The claim is that the value of most human labor will be at or near enough to 0 compared to deploying capital (robots, ai) to product the same goods. So humanity becomes owners living ludicrously well on highly productive capital and everyone else getting whatever “humanitarian” portion is assigned to them. And no way to move from “permanent underclass” to capital owning class, besides maybe winning the Beast Games.

  • Yes. To sledgehammer it home, it's not desire for things that makes consumption happen. You need money. And if bots are doing the work, where's the money coming from?

    The argument implies that there's some kind of balance point in there. But I'll bet it's not one where the general populace is living remotely well.

    • The window of uncertainty is absolutely massive. I could also equally see a world that looks mostly like ours today because it becomes illegal to use sufficiently intelligent AI (Mythos is already generating guardedness, and it’s not smart enough to replace capable humans). Eg if ai that is sufficiently intelligent to truly replace humans is as dangerous as an atom bomb (or chemical weapon, or even a machine gun) then it could just be illegal to use except for use by the governments of the world.

      Or high intelligence, enough to replace all humans, becomes prohibitively expensive in terms of energy and data compared to humans that we maintain a kind of biological advantage on a large category of economically valuable tasks.

      Or training sufficiently advanced ai to replace us requires judgements and training data that is essentially beyond us (eg if we can’t figure out what the right answer is, how can we train or judge an AI)

      No one has any real idea what is going to happen. What we need tho is a collective promise, through our democracies and communities and governments, that we will make it right. Institutions and laws that make sure the benefits are distributed broadly, that we stay safe, that we have a better world because of it. If people get that I think everyone will be mostly excited by ai, not opposed.

  • People need to Google Jevons Paradox, smdh

    • > People need to Google Jevons Paradox, smdh

      You're talking to a group who has seen a comment similar to yours every day of the week for two years.

      That also means that they have already seen the rebuttals. So have you, too, maybe?

    • That’s what the growing hoards of permanently unemployable people will do, sit around and google jevons paradox and the lump of labor fallacy and ponder whether economists have ever been wrong in the past about such matters, and whether AGI is really all that different from the steam engine anyway. Tech sector is just tech, like it’s always been.

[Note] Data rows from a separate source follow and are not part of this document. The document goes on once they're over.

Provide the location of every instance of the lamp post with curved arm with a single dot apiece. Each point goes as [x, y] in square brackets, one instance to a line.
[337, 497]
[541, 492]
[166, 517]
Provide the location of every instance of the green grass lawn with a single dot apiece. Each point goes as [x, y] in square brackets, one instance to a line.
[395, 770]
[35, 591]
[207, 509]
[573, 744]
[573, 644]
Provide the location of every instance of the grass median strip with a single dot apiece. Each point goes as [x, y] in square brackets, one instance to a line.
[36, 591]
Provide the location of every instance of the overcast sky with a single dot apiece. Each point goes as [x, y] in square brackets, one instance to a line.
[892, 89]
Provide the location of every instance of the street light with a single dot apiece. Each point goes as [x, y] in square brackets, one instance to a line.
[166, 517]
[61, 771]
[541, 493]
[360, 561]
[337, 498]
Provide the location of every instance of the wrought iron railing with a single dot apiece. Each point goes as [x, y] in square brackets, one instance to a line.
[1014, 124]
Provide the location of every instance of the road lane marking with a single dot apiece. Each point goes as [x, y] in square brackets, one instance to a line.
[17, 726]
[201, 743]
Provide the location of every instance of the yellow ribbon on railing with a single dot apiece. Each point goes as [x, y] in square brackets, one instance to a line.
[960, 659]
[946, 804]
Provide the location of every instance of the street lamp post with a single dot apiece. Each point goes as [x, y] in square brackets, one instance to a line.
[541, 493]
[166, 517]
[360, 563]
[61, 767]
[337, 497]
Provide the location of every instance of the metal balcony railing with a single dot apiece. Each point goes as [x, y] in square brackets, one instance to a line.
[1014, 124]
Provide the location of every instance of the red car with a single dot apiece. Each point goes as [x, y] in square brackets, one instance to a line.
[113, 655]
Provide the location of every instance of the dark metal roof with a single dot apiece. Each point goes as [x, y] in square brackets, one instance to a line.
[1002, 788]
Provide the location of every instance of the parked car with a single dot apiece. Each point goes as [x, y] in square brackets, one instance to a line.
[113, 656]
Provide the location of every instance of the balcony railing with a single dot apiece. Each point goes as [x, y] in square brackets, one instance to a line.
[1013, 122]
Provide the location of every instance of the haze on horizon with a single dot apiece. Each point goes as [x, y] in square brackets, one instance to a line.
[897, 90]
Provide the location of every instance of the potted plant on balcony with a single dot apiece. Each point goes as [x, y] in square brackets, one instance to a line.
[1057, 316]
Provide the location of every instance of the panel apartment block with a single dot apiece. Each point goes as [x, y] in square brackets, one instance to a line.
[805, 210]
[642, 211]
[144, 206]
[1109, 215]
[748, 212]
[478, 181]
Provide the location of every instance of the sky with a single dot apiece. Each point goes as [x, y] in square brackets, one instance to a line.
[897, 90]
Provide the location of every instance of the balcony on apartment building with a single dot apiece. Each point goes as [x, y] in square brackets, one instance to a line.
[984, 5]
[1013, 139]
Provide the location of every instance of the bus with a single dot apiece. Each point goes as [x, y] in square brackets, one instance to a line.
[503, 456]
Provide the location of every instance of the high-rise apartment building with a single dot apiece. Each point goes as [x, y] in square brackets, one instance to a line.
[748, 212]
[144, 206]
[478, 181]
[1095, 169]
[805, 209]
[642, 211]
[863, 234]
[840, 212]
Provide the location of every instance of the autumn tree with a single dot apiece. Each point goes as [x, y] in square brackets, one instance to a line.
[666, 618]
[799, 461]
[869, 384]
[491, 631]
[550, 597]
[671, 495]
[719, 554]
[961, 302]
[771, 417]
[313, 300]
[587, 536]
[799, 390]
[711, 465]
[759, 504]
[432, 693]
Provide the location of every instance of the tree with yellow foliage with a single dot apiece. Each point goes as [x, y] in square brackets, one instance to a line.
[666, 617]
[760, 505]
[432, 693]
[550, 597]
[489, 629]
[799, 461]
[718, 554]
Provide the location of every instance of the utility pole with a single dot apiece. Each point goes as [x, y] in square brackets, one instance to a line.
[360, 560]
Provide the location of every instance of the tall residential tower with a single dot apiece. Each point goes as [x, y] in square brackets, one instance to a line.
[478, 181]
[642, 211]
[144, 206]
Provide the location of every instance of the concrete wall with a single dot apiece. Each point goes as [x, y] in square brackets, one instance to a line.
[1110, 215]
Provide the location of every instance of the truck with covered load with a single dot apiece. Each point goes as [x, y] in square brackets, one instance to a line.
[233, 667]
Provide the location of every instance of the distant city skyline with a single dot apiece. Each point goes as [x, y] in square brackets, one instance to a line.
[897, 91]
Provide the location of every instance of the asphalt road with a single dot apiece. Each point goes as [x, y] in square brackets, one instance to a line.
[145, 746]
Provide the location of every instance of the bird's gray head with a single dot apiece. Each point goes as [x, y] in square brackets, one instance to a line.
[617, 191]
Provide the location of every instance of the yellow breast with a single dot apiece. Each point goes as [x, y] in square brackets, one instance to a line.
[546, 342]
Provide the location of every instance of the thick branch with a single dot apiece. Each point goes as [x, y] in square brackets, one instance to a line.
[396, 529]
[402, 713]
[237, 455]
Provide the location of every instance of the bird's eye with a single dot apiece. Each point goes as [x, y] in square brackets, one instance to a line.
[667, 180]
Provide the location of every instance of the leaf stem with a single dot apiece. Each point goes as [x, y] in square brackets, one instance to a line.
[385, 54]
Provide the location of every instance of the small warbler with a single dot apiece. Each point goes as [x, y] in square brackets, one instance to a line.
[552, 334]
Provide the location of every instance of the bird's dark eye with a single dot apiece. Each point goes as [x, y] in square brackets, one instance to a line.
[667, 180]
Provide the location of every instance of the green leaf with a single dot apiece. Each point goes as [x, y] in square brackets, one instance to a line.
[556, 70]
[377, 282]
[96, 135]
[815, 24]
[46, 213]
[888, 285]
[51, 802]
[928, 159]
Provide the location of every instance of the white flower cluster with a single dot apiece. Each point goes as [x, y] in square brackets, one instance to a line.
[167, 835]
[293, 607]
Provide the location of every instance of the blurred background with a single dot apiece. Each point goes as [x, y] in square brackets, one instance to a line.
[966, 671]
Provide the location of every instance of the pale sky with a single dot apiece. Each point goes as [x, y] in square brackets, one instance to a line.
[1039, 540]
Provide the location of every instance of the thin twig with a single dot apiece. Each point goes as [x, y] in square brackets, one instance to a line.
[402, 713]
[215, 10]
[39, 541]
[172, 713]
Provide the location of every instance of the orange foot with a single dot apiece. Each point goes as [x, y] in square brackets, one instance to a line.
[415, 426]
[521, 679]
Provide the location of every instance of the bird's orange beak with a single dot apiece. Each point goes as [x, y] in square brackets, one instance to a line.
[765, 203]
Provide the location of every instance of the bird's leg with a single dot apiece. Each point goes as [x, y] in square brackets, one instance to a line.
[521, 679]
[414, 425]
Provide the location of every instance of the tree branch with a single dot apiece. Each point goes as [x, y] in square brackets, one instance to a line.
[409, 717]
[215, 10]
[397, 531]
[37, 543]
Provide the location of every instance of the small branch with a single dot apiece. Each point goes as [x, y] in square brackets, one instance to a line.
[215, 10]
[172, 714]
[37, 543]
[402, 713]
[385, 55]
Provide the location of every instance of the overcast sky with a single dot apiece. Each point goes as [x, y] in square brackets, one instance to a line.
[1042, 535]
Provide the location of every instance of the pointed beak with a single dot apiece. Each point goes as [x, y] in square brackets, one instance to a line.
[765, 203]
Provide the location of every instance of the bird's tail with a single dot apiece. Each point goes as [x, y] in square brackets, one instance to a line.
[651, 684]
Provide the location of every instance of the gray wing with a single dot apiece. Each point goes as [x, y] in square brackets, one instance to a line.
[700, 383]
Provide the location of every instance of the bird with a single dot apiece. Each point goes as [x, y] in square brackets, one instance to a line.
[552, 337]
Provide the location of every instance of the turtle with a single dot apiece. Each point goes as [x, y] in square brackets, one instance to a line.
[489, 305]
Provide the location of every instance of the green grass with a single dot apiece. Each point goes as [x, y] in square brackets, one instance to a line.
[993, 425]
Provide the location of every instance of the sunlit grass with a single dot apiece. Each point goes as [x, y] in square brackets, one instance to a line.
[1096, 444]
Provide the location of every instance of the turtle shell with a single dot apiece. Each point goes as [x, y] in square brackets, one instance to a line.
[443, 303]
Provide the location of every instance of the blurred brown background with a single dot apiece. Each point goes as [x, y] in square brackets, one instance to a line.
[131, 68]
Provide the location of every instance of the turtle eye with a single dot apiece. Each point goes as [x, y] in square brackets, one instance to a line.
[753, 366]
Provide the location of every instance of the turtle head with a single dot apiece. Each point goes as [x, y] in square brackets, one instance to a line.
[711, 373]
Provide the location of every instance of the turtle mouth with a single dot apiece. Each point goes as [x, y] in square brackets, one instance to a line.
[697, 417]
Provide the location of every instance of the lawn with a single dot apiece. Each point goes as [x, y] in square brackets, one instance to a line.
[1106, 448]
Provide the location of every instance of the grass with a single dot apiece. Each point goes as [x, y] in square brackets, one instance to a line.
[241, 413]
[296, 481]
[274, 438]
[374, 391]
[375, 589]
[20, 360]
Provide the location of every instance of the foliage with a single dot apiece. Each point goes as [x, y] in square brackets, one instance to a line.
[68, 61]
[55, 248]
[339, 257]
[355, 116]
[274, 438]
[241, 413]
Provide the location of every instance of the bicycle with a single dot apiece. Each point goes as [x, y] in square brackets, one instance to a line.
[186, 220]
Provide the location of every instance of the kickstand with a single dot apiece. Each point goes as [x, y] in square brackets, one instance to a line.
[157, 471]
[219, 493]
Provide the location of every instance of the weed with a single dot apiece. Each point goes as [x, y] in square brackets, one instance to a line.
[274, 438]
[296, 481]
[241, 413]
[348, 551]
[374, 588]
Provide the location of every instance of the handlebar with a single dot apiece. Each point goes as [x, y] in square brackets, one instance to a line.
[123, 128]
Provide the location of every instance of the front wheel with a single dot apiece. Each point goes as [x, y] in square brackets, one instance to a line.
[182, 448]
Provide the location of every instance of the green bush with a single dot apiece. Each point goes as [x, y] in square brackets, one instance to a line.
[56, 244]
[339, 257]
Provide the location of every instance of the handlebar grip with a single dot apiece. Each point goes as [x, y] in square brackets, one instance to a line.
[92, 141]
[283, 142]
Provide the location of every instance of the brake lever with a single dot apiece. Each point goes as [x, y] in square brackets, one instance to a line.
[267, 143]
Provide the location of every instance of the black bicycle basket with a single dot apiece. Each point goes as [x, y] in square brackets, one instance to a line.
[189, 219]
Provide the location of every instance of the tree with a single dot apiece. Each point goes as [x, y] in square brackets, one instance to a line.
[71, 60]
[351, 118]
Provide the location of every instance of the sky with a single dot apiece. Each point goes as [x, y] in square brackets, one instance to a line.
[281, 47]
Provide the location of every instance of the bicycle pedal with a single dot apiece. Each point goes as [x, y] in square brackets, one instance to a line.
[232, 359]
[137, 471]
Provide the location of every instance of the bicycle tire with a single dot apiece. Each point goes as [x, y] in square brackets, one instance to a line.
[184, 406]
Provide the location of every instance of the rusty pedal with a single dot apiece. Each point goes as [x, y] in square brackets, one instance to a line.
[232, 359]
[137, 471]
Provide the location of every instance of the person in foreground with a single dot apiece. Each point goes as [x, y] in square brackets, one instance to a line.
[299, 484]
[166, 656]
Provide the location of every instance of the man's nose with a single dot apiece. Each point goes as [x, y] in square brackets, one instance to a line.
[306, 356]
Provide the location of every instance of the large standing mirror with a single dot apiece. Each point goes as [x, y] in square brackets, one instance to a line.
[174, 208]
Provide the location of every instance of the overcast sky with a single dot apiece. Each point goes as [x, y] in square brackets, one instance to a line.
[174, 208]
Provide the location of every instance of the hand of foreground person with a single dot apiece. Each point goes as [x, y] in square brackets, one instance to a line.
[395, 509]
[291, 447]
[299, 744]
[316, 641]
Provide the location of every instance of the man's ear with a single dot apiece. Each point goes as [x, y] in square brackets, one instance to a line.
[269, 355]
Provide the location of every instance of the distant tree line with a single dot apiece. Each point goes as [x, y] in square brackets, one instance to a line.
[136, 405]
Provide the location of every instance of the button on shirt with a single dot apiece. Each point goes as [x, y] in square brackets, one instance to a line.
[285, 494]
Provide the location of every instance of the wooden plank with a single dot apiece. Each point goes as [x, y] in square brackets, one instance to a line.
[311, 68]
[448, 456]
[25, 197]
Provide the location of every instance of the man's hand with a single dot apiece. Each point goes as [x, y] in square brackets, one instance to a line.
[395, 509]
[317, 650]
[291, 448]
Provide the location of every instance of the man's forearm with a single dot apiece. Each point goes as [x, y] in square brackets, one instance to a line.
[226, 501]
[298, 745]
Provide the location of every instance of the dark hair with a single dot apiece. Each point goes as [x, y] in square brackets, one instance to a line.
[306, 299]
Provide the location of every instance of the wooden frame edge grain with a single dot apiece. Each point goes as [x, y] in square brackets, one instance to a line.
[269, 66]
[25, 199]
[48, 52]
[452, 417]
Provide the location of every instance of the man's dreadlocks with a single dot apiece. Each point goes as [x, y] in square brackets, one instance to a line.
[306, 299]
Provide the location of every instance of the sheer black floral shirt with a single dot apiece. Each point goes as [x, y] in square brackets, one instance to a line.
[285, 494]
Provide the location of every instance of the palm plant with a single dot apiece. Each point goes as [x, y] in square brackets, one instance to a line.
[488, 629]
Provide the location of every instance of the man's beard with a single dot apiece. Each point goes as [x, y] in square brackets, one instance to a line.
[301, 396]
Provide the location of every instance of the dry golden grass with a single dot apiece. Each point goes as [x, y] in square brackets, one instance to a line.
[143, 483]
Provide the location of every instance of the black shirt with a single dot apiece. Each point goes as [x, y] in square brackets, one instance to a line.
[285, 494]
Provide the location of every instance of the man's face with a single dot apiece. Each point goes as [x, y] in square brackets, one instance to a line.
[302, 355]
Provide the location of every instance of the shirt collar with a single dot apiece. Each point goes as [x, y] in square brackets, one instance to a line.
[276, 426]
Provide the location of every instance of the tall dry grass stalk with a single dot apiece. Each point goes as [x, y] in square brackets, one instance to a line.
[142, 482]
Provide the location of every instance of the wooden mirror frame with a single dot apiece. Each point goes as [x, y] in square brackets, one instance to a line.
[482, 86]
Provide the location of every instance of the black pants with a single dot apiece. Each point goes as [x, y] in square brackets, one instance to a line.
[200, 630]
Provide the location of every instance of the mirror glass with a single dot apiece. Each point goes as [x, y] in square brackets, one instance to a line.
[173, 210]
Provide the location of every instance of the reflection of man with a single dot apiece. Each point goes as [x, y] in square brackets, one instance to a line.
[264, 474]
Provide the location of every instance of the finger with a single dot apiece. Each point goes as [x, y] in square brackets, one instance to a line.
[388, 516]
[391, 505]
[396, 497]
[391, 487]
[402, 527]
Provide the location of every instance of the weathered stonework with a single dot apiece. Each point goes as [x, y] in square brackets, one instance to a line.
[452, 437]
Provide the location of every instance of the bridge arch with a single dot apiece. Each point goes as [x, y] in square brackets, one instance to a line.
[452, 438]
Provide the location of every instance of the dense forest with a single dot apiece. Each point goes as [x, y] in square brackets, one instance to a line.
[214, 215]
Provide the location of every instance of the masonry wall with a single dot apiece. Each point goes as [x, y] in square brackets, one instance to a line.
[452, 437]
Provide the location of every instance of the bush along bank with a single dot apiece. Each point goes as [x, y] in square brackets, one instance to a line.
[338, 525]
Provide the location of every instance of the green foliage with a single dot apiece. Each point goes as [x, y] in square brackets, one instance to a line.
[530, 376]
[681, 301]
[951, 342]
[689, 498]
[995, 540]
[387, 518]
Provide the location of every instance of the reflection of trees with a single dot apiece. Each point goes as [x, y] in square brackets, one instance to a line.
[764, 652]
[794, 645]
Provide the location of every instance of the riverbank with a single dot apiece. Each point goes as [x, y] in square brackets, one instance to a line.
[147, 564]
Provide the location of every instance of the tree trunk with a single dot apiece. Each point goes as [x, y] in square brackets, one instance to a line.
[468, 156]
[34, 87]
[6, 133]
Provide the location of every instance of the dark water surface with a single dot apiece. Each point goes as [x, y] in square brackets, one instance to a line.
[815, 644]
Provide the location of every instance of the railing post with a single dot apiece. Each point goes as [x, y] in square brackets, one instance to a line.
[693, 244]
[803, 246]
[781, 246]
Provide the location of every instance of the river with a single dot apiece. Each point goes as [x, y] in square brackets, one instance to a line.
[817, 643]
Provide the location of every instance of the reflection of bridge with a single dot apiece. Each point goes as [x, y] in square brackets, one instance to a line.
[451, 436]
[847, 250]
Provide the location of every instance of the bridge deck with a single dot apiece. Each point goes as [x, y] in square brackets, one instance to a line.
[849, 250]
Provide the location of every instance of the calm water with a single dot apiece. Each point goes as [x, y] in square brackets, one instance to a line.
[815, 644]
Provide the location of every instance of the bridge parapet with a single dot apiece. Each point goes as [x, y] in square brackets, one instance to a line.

    • I think you have no idea what Jevons Paradox is if you think it is a retort to what I just said.

> People aren’t going to stop wanting stuff.

The danger arises when people want stuff but cannot afford it as there is no more work and what remains of available work (i.e. trades and sex work) is being fought over heavily, driving down the prices.

When that "cannot afford it" extends to necessary stuff such as housing and food too much, eventually there will be a revolution once people are fed up.

The US is in a particularly bad spot here - in contrast with other countries that experience utter poverty (e.g. Afghanistan), most of the population lives in urban areas and has zero opportunity to at least engage in subsistence farming. Whoops.